Chrome cannot recognize wildcard certificate


#1

Hello,

I’ve requested a wildcard certificate for my domain inweb.net.br. Everything is ok. I did the Apache configuration, ok too. But when I open an URL, it return that certificate is not valid…

From Chrome (F12->Security->View certificate)
DNS name=*.inweb.net.br
DNS name=inweb.net.br

When I open https://something.othername.inweb.net.br Chrome says that the certificate is invalid, that it is for inweb.net.br.

(net::ERR_CERT_COMMON_NAME_INVALID).

Note: for https://inweb.net.br and https://www.inweb.net.br works, but it’s a different IP, but same Apache config.

Any ideias? :frowning:


#2

Hi @ArvyRogerio,

Wildcard certificates are only valid for one level of subdomains. E.g. a certificate for [ example.com, *.example.com ] is only valid for example.com, foo.example.com, bar.example.com, etc. It won’t be valid for foo.bar.example.com.

For that you would need two wildcards, e.g. a certificate for [ example.com, *.example.com, bar.example.com, *.bar.example.com ]

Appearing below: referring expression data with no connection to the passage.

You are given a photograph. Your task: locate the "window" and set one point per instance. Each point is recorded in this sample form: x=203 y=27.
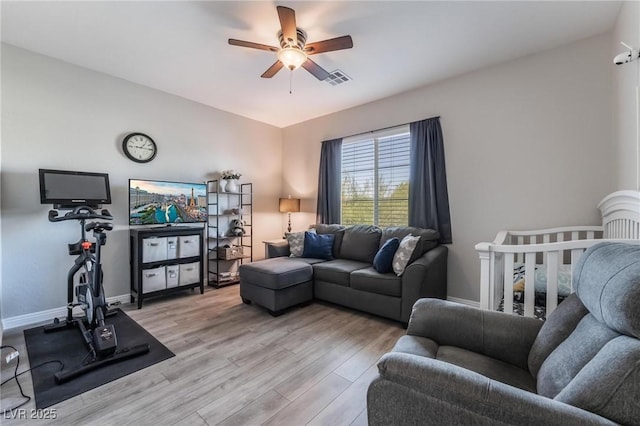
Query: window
x=375 y=178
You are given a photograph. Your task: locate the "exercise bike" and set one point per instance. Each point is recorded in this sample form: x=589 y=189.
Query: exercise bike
x=99 y=336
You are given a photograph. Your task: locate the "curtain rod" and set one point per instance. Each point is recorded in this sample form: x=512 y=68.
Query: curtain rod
x=383 y=128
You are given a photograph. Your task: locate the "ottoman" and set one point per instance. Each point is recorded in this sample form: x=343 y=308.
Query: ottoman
x=276 y=284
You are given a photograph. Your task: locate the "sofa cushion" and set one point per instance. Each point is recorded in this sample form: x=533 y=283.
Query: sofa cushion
x=296 y=242
x=368 y=279
x=562 y=365
x=337 y=271
x=361 y=243
x=336 y=230
x=487 y=366
x=610 y=383
x=276 y=273
x=318 y=246
x=416 y=345
x=403 y=255
x=382 y=262
x=428 y=238
x=607 y=280
x=558 y=326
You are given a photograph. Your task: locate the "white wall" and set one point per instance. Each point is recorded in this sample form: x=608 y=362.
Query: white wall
x=527 y=145
x=56 y=115
x=626 y=79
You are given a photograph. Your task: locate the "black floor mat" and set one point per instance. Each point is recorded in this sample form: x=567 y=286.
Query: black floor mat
x=68 y=347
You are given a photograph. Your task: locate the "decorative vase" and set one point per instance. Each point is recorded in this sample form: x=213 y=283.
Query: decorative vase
x=232 y=185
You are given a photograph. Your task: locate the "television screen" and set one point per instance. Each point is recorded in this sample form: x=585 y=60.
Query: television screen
x=153 y=202
x=67 y=189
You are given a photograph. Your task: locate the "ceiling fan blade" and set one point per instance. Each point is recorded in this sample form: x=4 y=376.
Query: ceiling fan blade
x=315 y=69
x=288 y=24
x=273 y=69
x=242 y=43
x=337 y=43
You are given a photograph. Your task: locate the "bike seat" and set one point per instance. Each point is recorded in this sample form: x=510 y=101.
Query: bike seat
x=99 y=226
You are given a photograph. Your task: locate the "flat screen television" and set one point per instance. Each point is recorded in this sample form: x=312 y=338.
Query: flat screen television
x=153 y=202
x=69 y=189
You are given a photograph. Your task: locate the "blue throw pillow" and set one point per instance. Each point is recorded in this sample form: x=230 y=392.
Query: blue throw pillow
x=383 y=260
x=318 y=246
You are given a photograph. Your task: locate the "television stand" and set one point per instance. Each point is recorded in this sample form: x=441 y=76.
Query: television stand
x=165 y=260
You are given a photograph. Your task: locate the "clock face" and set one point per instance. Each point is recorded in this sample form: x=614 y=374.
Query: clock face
x=139 y=147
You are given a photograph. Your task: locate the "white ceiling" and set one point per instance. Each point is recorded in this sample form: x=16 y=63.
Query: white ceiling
x=180 y=47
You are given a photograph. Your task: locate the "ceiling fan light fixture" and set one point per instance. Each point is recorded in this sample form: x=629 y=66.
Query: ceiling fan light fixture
x=292 y=57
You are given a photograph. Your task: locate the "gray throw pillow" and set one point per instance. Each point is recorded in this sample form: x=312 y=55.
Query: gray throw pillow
x=296 y=242
x=403 y=254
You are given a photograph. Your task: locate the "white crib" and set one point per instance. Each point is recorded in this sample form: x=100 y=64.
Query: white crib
x=547 y=257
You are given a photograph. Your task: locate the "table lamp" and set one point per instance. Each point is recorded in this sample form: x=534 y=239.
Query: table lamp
x=289 y=205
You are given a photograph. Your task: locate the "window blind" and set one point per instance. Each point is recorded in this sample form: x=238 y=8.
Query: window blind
x=375 y=178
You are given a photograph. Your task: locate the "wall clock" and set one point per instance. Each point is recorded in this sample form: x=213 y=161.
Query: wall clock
x=139 y=147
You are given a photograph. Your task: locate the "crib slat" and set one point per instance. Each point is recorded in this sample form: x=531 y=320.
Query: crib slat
x=508 y=283
x=529 y=287
x=520 y=240
x=575 y=256
x=552 y=281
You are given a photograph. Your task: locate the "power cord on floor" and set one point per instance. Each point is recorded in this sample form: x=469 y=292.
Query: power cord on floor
x=16 y=375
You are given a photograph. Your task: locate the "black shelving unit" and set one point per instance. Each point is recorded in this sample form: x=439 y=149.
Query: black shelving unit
x=223 y=207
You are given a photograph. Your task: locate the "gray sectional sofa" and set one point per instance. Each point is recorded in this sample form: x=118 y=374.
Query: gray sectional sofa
x=349 y=279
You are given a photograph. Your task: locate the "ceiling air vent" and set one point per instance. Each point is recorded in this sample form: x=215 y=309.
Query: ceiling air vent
x=337 y=77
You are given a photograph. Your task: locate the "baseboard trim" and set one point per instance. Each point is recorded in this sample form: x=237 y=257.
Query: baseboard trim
x=464 y=301
x=50 y=314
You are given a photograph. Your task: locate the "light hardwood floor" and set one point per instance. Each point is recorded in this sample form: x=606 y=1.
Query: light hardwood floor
x=235 y=365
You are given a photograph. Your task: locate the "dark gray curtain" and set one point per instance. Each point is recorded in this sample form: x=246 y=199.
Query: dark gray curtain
x=428 y=196
x=329 y=182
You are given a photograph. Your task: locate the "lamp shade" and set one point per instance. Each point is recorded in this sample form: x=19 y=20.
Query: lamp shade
x=292 y=57
x=289 y=205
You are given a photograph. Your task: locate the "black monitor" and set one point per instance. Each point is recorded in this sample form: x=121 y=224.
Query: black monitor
x=68 y=189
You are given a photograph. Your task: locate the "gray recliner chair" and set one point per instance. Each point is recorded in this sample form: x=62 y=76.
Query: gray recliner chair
x=461 y=365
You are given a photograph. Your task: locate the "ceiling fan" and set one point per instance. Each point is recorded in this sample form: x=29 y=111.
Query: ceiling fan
x=294 y=51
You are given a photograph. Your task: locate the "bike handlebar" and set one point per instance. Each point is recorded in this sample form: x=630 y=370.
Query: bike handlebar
x=80 y=213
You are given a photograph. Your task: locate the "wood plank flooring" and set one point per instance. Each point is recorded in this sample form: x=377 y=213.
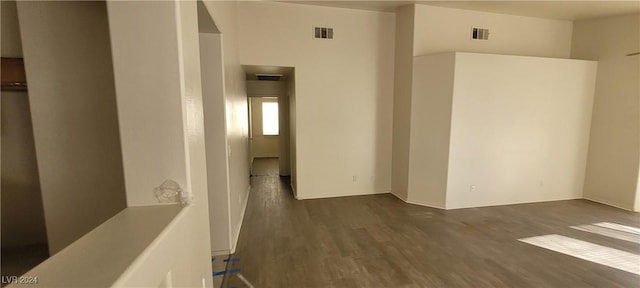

This is a limitation true for all wildcard certificates, not just those issued by Let’s Encrypt.

For your specific case you would need to add a wildcard for *.othername.inweb.net.br to your certificate to cover something.othername.inweb.net.br.

I hope that helps!


#3

Aww! :disappointed_relieved:

Didn’t know… sorry. :disappointed:


#4

No need to apologize! You’re certainly not the first person to stumble across this and it definitely isn’t intuitive! :slight_smile:


#5

Thanks! :slight_smile:

Anyway, your tip fixed my problem. I just regenerated the certificate as you mentioned:

certbot (…) -d inweb.net.br -d *.inweb.net.br -d *.arvy.inweb.net.br

And now it’s working! Thanks! :clap:


#6

This topic was automatically closed 30 days after the last reply. New replies are no longer allowed.